This principle extends to more complex expressions, including those with variables and coefficients. The key is to ensure that the term outside the parentheses is multiplied by every term inside the parentheses, paying close attention to signs (positive and negative).

Applying the Distributive Property to Our Expression

Now, let's apply the distributive property to our original expression: $-6b(7a - 2b) + 7(-5ab - 8b^2)$. We have two sets of parentheses, each requiring distribution. First, we distribute $-6b$ across $(7a - 2b)$, and then we distribute $7$ across $(-5ab - 8b^2)$.

1. Distribute $-6b$: $-6b * 7a = -42ab$

$-6b * -2b = 12b^2$

So, $-6b(7a - 2b)$ becomes $-42ab + 12b^2$.

2. Distribute $7$: $7 * -5ab = -35ab$

$7 * -8b^2 = -56b^2$

Thus, $7(-5ab - 8b^2)$ becomes $-35ab - 56b^2$.

Now, our expression looks like this: $-42ab + 12b^2 - 35ab - 56b^2$. The parentheses have been successfully removed, and we’re ready for the next step: combining like terms.

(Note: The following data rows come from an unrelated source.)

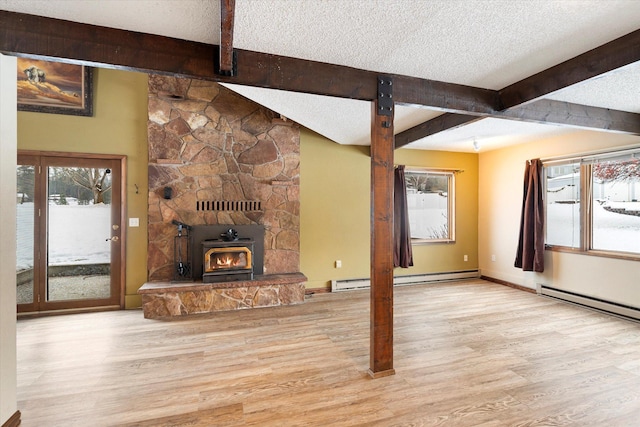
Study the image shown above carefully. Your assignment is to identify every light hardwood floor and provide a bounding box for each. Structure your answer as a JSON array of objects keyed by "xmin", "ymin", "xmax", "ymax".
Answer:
[{"xmin": 17, "ymin": 280, "xmax": 640, "ymax": 427}]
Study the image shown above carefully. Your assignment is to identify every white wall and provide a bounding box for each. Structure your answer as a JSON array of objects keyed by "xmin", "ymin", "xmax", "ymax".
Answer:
[
  {"xmin": 0, "ymin": 55, "xmax": 18, "ymax": 424},
  {"xmin": 478, "ymin": 131, "xmax": 640, "ymax": 307}
]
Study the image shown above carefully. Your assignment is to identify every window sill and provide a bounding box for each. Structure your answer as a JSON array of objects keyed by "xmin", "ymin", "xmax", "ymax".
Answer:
[{"xmin": 544, "ymin": 245, "xmax": 640, "ymax": 261}]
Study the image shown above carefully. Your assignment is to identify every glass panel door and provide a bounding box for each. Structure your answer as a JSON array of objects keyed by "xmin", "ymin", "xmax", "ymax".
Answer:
[
  {"xmin": 16, "ymin": 161, "xmax": 37, "ymax": 304},
  {"xmin": 16, "ymin": 154, "xmax": 124, "ymax": 312},
  {"xmin": 46, "ymin": 166, "xmax": 112, "ymax": 301}
]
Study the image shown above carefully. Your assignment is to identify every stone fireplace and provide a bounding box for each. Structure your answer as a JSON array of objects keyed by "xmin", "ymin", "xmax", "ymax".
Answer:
[{"xmin": 140, "ymin": 75, "xmax": 306, "ymax": 317}]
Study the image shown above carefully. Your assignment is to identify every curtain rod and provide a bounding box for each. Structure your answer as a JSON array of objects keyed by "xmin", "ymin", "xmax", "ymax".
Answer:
[
  {"xmin": 393, "ymin": 165, "xmax": 464, "ymax": 173},
  {"xmin": 540, "ymin": 144, "xmax": 640, "ymax": 164}
]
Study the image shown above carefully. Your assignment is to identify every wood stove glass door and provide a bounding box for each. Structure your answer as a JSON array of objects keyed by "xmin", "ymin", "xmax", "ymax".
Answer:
[{"xmin": 17, "ymin": 156, "xmax": 122, "ymax": 311}]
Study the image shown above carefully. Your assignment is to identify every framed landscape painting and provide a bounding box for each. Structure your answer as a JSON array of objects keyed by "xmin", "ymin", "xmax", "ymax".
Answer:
[{"xmin": 18, "ymin": 58, "xmax": 93, "ymax": 116}]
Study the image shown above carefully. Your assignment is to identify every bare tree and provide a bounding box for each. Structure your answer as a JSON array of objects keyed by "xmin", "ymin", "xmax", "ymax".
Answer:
[
  {"xmin": 67, "ymin": 168, "xmax": 111, "ymax": 204},
  {"xmin": 593, "ymin": 159, "xmax": 640, "ymax": 182}
]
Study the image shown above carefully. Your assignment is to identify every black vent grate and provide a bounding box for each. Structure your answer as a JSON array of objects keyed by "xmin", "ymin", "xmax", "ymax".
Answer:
[{"xmin": 196, "ymin": 200, "xmax": 262, "ymax": 212}]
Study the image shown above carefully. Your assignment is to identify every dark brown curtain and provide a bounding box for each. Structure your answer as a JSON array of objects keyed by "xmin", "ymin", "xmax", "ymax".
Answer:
[
  {"xmin": 514, "ymin": 159, "xmax": 544, "ymax": 273},
  {"xmin": 393, "ymin": 165, "xmax": 413, "ymax": 268}
]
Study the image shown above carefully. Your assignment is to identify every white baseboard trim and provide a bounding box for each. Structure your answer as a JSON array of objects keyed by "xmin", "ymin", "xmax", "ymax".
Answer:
[
  {"xmin": 331, "ymin": 270, "xmax": 480, "ymax": 292},
  {"xmin": 537, "ymin": 284, "xmax": 640, "ymax": 320}
]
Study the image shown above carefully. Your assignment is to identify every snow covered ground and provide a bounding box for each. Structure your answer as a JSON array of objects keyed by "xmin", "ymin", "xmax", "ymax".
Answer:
[
  {"xmin": 17, "ymin": 203, "xmax": 111, "ymax": 271},
  {"xmin": 547, "ymin": 202, "xmax": 640, "ymax": 253},
  {"xmin": 407, "ymin": 193, "xmax": 449, "ymax": 239}
]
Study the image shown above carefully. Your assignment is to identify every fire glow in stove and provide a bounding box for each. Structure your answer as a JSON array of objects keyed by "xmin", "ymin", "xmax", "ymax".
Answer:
[{"xmin": 202, "ymin": 229, "xmax": 254, "ymax": 283}]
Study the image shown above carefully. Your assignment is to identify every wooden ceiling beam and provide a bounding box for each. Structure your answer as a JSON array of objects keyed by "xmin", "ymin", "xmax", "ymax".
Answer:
[
  {"xmin": 396, "ymin": 30, "xmax": 640, "ymax": 148},
  {"xmin": 395, "ymin": 113, "xmax": 483, "ymax": 148},
  {"xmin": 0, "ymin": 11, "xmax": 498, "ymax": 113},
  {"xmin": 502, "ymin": 99, "xmax": 640, "ymax": 135},
  {"xmin": 395, "ymin": 99, "xmax": 640, "ymax": 148},
  {"xmin": 0, "ymin": 9, "xmax": 640, "ymax": 145},
  {"xmin": 499, "ymin": 30, "xmax": 640, "ymax": 109}
]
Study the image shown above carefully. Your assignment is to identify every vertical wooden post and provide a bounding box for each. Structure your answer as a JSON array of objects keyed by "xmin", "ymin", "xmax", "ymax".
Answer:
[
  {"xmin": 369, "ymin": 76, "xmax": 395, "ymax": 378},
  {"xmin": 218, "ymin": 0, "xmax": 236, "ymax": 76}
]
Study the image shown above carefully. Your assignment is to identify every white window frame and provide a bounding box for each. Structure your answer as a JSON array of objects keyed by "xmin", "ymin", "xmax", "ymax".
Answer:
[
  {"xmin": 405, "ymin": 170, "xmax": 456, "ymax": 244},
  {"xmin": 543, "ymin": 148, "xmax": 640, "ymax": 261}
]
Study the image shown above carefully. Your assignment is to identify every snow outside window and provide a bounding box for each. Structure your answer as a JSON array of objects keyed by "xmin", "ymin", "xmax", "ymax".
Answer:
[
  {"xmin": 545, "ymin": 150, "xmax": 640, "ymax": 256},
  {"xmin": 405, "ymin": 168, "xmax": 455, "ymax": 243}
]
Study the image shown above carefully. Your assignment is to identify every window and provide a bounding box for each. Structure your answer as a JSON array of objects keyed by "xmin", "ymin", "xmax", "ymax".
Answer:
[
  {"xmin": 544, "ymin": 150, "xmax": 640, "ymax": 258},
  {"xmin": 405, "ymin": 168, "xmax": 455, "ymax": 243}
]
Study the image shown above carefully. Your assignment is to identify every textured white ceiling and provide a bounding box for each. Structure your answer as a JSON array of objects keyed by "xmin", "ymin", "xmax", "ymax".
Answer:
[{"xmin": 0, "ymin": 0, "xmax": 640, "ymax": 151}]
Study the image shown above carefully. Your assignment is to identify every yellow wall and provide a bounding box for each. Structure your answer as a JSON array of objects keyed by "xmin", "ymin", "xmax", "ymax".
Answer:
[
  {"xmin": 18, "ymin": 69, "xmax": 148, "ymax": 308},
  {"xmin": 300, "ymin": 129, "xmax": 478, "ymax": 288},
  {"xmin": 478, "ymin": 131, "xmax": 640, "ymax": 307}
]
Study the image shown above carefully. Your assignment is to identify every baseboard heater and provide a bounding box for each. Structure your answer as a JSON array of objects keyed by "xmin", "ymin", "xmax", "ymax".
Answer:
[
  {"xmin": 538, "ymin": 284, "xmax": 640, "ymax": 320},
  {"xmin": 331, "ymin": 270, "xmax": 480, "ymax": 292}
]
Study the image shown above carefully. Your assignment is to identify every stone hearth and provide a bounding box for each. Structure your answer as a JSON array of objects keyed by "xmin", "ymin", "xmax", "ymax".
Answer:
[
  {"xmin": 143, "ymin": 75, "xmax": 306, "ymax": 319},
  {"xmin": 138, "ymin": 273, "xmax": 307, "ymax": 319}
]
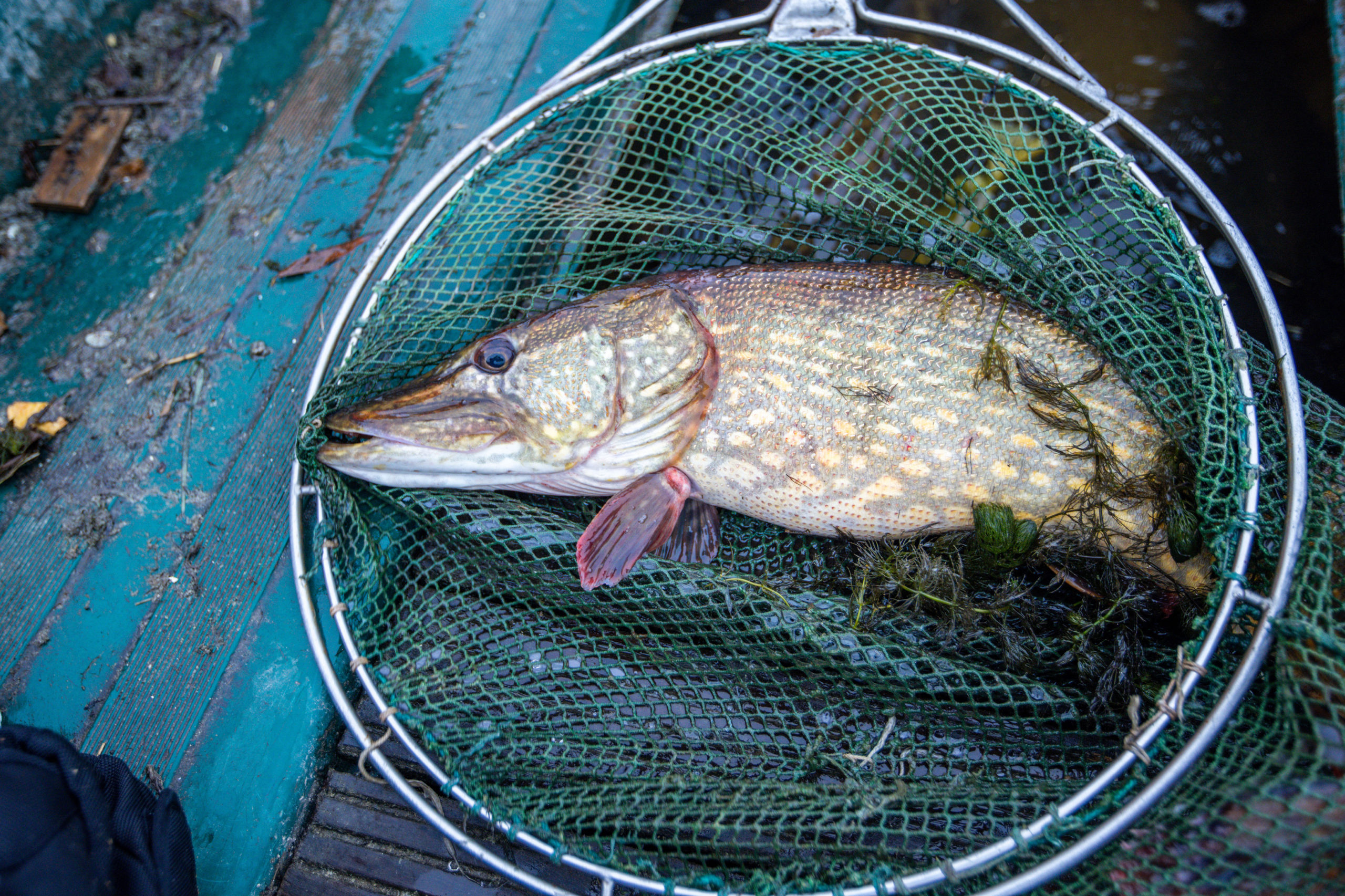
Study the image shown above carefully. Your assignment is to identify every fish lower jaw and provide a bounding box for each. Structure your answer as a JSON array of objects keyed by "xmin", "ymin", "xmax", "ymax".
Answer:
[{"xmin": 317, "ymin": 437, "xmax": 557, "ymax": 489}]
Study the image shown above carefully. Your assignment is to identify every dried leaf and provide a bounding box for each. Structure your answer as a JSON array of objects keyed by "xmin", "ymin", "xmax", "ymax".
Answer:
[
  {"xmin": 0, "ymin": 451, "xmax": 38, "ymax": 483},
  {"xmin": 5, "ymin": 401, "xmax": 48, "ymax": 429},
  {"xmin": 276, "ymin": 234, "xmax": 373, "ymax": 277}
]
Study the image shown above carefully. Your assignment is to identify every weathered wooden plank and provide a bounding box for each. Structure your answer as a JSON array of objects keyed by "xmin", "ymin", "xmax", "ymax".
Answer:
[
  {"xmin": 170, "ymin": 549, "xmax": 332, "ymax": 896},
  {"xmin": 295, "ymin": 831, "xmax": 496, "ymax": 896},
  {"xmin": 0, "ymin": 0, "xmax": 409, "ymax": 721},
  {"xmin": 32, "ymin": 106, "xmax": 133, "ymax": 211},
  {"xmin": 280, "ymin": 864, "xmax": 386, "ymax": 896},
  {"xmin": 78, "ymin": 0, "xmax": 592, "ymax": 771},
  {"xmin": 313, "ymin": 795, "xmax": 453, "ymax": 860}
]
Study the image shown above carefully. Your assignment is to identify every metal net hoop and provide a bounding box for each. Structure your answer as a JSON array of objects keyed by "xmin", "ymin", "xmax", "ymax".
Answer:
[{"xmin": 284, "ymin": 7, "xmax": 1292, "ymax": 896}]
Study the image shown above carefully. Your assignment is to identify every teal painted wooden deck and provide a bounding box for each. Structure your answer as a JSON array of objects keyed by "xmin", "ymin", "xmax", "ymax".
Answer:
[{"xmin": 0, "ymin": 0, "xmax": 629, "ymax": 894}]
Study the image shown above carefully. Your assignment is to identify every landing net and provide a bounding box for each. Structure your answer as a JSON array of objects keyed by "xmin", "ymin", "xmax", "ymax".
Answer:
[{"xmin": 298, "ymin": 40, "xmax": 1345, "ymax": 896}]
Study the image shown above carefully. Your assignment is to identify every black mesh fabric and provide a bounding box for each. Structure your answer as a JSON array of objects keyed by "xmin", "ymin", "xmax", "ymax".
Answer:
[{"xmin": 0, "ymin": 725, "xmax": 196, "ymax": 896}]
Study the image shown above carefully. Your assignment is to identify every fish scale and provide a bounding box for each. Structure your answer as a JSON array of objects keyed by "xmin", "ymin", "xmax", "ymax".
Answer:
[{"xmin": 319, "ymin": 264, "xmax": 1208, "ymax": 588}]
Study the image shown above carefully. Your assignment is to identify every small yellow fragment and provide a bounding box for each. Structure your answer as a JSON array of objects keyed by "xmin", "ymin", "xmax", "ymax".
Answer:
[{"xmin": 5, "ymin": 401, "xmax": 48, "ymax": 429}]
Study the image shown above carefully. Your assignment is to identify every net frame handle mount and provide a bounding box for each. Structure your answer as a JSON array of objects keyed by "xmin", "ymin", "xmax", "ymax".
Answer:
[{"xmin": 289, "ymin": 0, "xmax": 1307, "ymax": 896}]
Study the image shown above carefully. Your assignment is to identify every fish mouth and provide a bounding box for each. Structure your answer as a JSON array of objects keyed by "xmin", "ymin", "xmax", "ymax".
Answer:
[
  {"xmin": 323, "ymin": 377, "xmax": 512, "ymax": 452},
  {"xmin": 317, "ymin": 381, "xmax": 546, "ymax": 488}
]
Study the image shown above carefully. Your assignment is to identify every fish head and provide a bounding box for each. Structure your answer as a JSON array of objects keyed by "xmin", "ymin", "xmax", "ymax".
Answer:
[{"xmin": 317, "ymin": 287, "xmax": 718, "ymax": 495}]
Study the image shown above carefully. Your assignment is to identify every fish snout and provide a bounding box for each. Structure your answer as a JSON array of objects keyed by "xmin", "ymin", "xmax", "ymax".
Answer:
[{"xmin": 323, "ymin": 382, "xmax": 511, "ymax": 451}]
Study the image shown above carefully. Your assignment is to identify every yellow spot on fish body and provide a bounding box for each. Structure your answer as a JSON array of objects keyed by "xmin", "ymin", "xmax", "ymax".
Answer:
[
  {"xmin": 911, "ymin": 414, "xmax": 939, "ymax": 432},
  {"xmin": 748, "ymin": 408, "xmax": 775, "ymax": 426},
  {"xmin": 790, "ymin": 470, "xmax": 822, "ymax": 491},
  {"xmin": 860, "ymin": 476, "xmax": 903, "ymax": 501},
  {"xmin": 961, "ymin": 482, "xmax": 990, "ymax": 501}
]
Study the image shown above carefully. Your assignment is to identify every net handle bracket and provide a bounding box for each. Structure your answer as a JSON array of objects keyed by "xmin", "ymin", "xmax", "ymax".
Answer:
[
  {"xmin": 767, "ymin": 0, "xmax": 855, "ymax": 40},
  {"xmin": 855, "ymin": 0, "xmax": 1107, "ymax": 100}
]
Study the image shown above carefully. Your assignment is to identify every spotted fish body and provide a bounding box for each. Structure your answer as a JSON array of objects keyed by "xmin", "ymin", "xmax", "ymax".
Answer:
[
  {"xmin": 319, "ymin": 264, "xmax": 1194, "ymax": 588},
  {"xmin": 679, "ymin": 265, "xmax": 1161, "ymax": 538}
]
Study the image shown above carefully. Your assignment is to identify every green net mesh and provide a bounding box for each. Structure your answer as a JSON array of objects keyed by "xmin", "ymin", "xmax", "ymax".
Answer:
[{"xmin": 298, "ymin": 40, "xmax": 1345, "ymax": 893}]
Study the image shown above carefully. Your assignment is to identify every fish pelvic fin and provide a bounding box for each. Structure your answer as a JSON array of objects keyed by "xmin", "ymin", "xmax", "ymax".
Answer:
[
  {"xmin": 649, "ymin": 498, "xmax": 720, "ymax": 564},
  {"xmin": 574, "ymin": 467, "xmax": 720, "ymax": 591}
]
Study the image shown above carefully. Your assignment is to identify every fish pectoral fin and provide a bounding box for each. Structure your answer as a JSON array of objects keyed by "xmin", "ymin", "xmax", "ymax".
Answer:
[
  {"xmin": 649, "ymin": 498, "xmax": 720, "ymax": 564},
  {"xmin": 574, "ymin": 467, "xmax": 694, "ymax": 591}
]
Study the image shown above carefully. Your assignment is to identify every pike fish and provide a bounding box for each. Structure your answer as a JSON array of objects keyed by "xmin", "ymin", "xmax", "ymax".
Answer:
[{"xmin": 319, "ymin": 263, "xmax": 1200, "ymax": 589}]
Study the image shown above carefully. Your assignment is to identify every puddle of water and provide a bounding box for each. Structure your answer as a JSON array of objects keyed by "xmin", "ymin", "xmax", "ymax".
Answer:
[{"xmin": 340, "ymin": 46, "xmax": 430, "ymax": 159}]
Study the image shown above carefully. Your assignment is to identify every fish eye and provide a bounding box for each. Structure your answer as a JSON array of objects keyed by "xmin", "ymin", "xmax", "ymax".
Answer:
[{"xmin": 472, "ymin": 336, "xmax": 516, "ymax": 373}]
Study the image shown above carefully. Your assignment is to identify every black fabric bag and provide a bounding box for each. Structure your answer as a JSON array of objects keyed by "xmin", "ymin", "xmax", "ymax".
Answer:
[{"xmin": 0, "ymin": 725, "xmax": 196, "ymax": 896}]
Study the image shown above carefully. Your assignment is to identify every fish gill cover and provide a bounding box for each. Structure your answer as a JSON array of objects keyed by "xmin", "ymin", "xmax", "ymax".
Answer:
[{"xmin": 300, "ymin": 41, "xmax": 1345, "ymax": 894}]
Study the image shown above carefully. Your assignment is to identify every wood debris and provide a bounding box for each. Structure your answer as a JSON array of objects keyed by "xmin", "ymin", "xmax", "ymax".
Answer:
[
  {"xmin": 276, "ymin": 234, "xmax": 373, "ymax": 280},
  {"xmin": 32, "ymin": 106, "xmax": 132, "ymax": 213},
  {"xmin": 127, "ymin": 348, "xmax": 206, "ymax": 386}
]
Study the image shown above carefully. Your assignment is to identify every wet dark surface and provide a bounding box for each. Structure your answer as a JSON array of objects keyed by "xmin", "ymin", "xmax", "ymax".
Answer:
[{"xmin": 677, "ymin": 0, "xmax": 1345, "ymax": 400}]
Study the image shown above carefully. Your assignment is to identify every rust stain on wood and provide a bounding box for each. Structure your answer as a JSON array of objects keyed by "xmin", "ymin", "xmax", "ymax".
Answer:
[{"xmin": 32, "ymin": 108, "xmax": 132, "ymax": 211}]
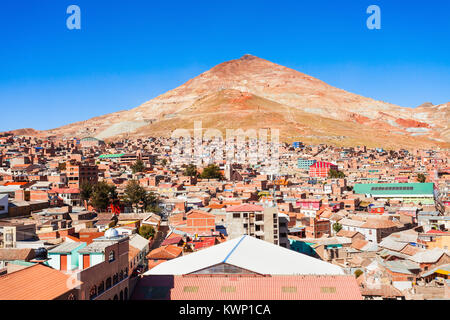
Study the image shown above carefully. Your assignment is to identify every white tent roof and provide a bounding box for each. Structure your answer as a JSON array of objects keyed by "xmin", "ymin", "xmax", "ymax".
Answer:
[{"xmin": 145, "ymin": 236, "xmax": 344, "ymax": 275}]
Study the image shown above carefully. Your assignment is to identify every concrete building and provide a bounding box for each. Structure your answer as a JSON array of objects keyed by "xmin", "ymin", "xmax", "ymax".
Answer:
[
  {"xmin": 226, "ymin": 204, "xmax": 289, "ymax": 248},
  {"xmin": 66, "ymin": 162, "xmax": 98, "ymax": 189},
  {"xmin": 297, "ymin": 158, "xmax": 317, "ymax": 170}
]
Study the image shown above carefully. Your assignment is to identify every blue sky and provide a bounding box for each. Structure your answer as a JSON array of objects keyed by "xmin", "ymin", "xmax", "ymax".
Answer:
[{"xmin": 0, "ymin": 0, "xmax": 450, "ymax": 131}]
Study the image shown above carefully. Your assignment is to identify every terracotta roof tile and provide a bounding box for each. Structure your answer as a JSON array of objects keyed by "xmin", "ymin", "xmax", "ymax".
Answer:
[
  {"xmin": 0, "ymin": 264, "xmax": 79, "ymax": 300},
  {"xmin": 132, "ymin": 275, "xmax": 362, "ymax": 300}
]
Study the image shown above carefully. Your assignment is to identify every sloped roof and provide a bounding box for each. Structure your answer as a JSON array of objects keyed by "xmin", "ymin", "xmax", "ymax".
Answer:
[
  {"xmin": 379, "ymin": 238, "xmax": 408, "ymax": 252},
  {"xmin": 145, "ymin": 236, "xmax": 344, "ymax": 275},
  {"xmin": 147, "ymin": 245, "xmax": 183, "ymax": 260},
  {"xmin": 0, "ymin": 264, "xmax": 79, "ymax": 300},
  {"xmin": 130, "ymin": 233, "xmax": 149, "ymax": 251},
  {"xmin": 132, "ymin": 276, "xmax": 362, "ymax": 300},
  {"xmin": 410, "ymin": 248, "xmax": 448, "ymax": 263},
  {"xmin": 226, "ymin": 203, "xmax": 264, "ymax": 212},
  {"xmin": 0, "ymin": 248, "xmax": 34, "ymax": 261}
]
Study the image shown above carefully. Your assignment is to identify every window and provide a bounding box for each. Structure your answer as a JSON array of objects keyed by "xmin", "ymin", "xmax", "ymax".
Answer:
[
  {"xmin": 106, "ymin": 277, "xmax": 111, "ymax": 290},
  {"xmin": 89, "ymin": 285, "xmax": 97, "ymax": 300},
  {"xmin": 109, "ymin": 250, "xmax": 115, "ymax": 262},
  {"xmin": 98, "ymin": 281, "xmax": 105, "ymax": 294}
]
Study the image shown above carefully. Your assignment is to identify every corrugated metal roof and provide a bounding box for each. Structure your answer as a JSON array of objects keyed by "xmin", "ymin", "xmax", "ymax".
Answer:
[
  {"xmin": 132, "ymin": 276, "xmax": 362, "ymax": 300},
  {"xmin": 353, "ymin": 183, "xmax": 434, "ymax": 196}
]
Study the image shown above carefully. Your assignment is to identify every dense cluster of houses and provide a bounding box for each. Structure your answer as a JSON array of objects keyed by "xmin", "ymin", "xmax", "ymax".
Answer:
[{"xmin": 0, "ymin": 134, "xmax": 450, "ymax": 300}]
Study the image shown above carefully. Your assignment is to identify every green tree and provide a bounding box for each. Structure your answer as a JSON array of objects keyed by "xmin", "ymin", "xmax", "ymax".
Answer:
[
  {"xmin": 184, "ymin": 163, "xmax": 198, "ymax": 177},
  {"xmin": 417, "ymin": 173, "xmax": 427, "ymax": 183},
  {"xmin": 131, "ymin": 159, "xmax": 145, "ymax": 173},
  {"xmin": 125, "ymin": 180, "xmax": 147, "ymax": 212},
  {"xmin": 200, "ymin": 164, "xmax": 223, "ymax": 180},
  {"xmin": 139, "ymin": 224, "xmax": 155, "ymax": 239},
  {"xmin": 91, "ymin": 181, "xmax": 117, "ymax": 212},
  {"xmin": 328, "ymin": 169, "xmax": 345, "ymax": 179},
  {"xmin": 333, "ymin": 222, "xmax": 342, "ymax": 233},
  {"xmin": 143, "ymin": 192, "xmax": 161, "ymax": 213}
]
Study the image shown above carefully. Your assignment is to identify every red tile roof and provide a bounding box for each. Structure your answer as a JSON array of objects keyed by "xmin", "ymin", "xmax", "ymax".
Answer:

Identifying and Combining Like Terms

Like terms are terms that have the same variables raised to the same powers. For example, $3x^2$ and $-5x^2$ are like terms because they both have the variable $x$ raised to the power of 2. However, $3x^2$ and $3x$ are not like terms because the powers of $x$ are different. Similarly, $2xy$ and $-4xy$ are like terms, while $2xy$ and $2x$ are not.

Combining like terms involves adding or subtracting their coefficients (the numbers in front of the variables) while keeping the variable part the same. For instance, $3x^2 + (-5x^2)$ simplifies to $-2x^2$ because we add the coefficients $3$ and $-5$ to get $-2$, and the variable part $x^2$ remains unchanged.

Combining Like Terms in Our Expression

Looking at our expression, $-42ab + 12b^2 - 35ab - 56b^2$, we can identify two sets of like terms:

1. $ab$ terms: $-42ab$ and $-35ab$

2. $b^2$ terms: $12b^2$ and $-56b^2$

Now, let's combine these like terms:

1. Combining $ab$ terms: $-42ab + (-35ab) = -42ab - 35ab = -77ab$

2. Combining $b^2$ terms: $12b^2 + (-56b^2) = 12b^2 - 56b^2 = -44b^2$

After combining like terms, our expression simplifies to $-77ab - 44b^2$.

Final Simplified Expression

By applying the distributive property and combining like terms, we have successfully simplified the original expression. The simplified form is:

$-77ab - 44b^2$

This expression is now in its simplest form, meaning there are no more like terms to combine and no parentheses to remove. This simplified form is equivalent to the original expression but is much easier to work with in further mathematical operations or analysis.

Step-by-Step Recap

To summarize, simplifying expressions using the distributive property and combining like terms involves the following steps:

1. Apply the Distributive Property: Multiply the term outside the parentheses by each term inside the parentheses. Be careful to consider the signs (positive or negative) of the terms.

2. Identify Like Terms: Look for terms that have the same variables raised to the same powers.

3. Combine Like Terms: Add or subtract the coefficients of the like terms while keeping the variable part the same.

Let’s briefly review the steps we took with our example expression, $-6b(7a - 2b) + 7(-5ab - 8b^2)$:

1. Distribute $-6b$ and $7$:

$-6b(7a - 2b) + 7(-5ab - 8b^2) = -42ab + 12b^2 - 35ab - 56b^2$

2. Identify Like Terms:

Like terms are $-42ab$ and $-35ab$, and $12b^2$ and $-56b^2$.

3. Combine Like Terms:

$-42ab - 35ab = -77ab$

$12b^2 - 56b^2 = -44b^2$

4. Final Simplified Expression:

$-77ab - 44b^2$

By following these steps, you can simplify a wide range of algebraic expressions.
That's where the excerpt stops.